Amongst other organised runs, I frequently run parkruns. Results are published online for all to see. They sensibly hide your exact age, except, not entirely.

Weekly results for runners are published with an age group: 10 and under, 11-14, 15-17, 18-19, 20-24 and so on in five year groupings.

parkrun mockup

This means, if you complete a run on x date, you can be between y and z years old. A week later, and again, you are between y and z years old except that age window has changed slightly.

Complete enough events over the years, and you can use these age windows to narrow down a date of birth. Using my results, I can use the public data on the parkrun website to narrow my date of birth to the correct year and a window of less than two months. For some, this window is much less.

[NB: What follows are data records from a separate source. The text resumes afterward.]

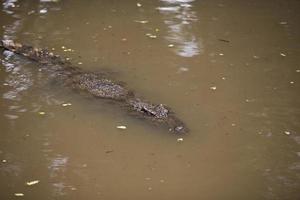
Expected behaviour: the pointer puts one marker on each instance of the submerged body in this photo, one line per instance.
(97, 85)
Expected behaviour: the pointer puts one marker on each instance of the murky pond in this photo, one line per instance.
(229, 69)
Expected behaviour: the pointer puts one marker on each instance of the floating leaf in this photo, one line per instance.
(121, 127)
(29, 183)
(66, 104)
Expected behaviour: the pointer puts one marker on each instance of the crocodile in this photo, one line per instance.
(97, 85)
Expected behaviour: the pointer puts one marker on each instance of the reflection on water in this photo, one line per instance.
(179, 18)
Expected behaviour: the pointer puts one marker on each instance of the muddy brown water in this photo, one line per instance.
(229, 69)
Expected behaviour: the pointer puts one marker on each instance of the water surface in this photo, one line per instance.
(229, 69)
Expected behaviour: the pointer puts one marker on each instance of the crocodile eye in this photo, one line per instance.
(178, 128)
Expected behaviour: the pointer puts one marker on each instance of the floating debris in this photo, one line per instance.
(283, 23)
(183, 69)
(151, 35)
(142, 21)
(287, 132)
(121, 127)
(43, 11)
(19, 194)
(109, 151)
(31, 12)
(282, 54)
(223, 40)
(66, 104)
(29, 183)
(213, 88)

In theory, it could take as little as two parkruns, e.g. if a normal run on a Saturday is then followed up the next day by another run the day after for a special event such as Christmas or New Year, and the age category has changed on that second event.

The problem is, is that it is trivially easy to scrape the parkrun website to download a whole history of results for each runner, and work out an individual’s date of birth.

So parkrun have relied on obscuring personal information behind a translucent privacy screen, that with enough data points, is not good enough. I doubt there are robust enough protections on the parkrun server to prevent the entire download of their complete results history, allowing someone to go through the data and seeing just how many dates of birth can be calculated exactly.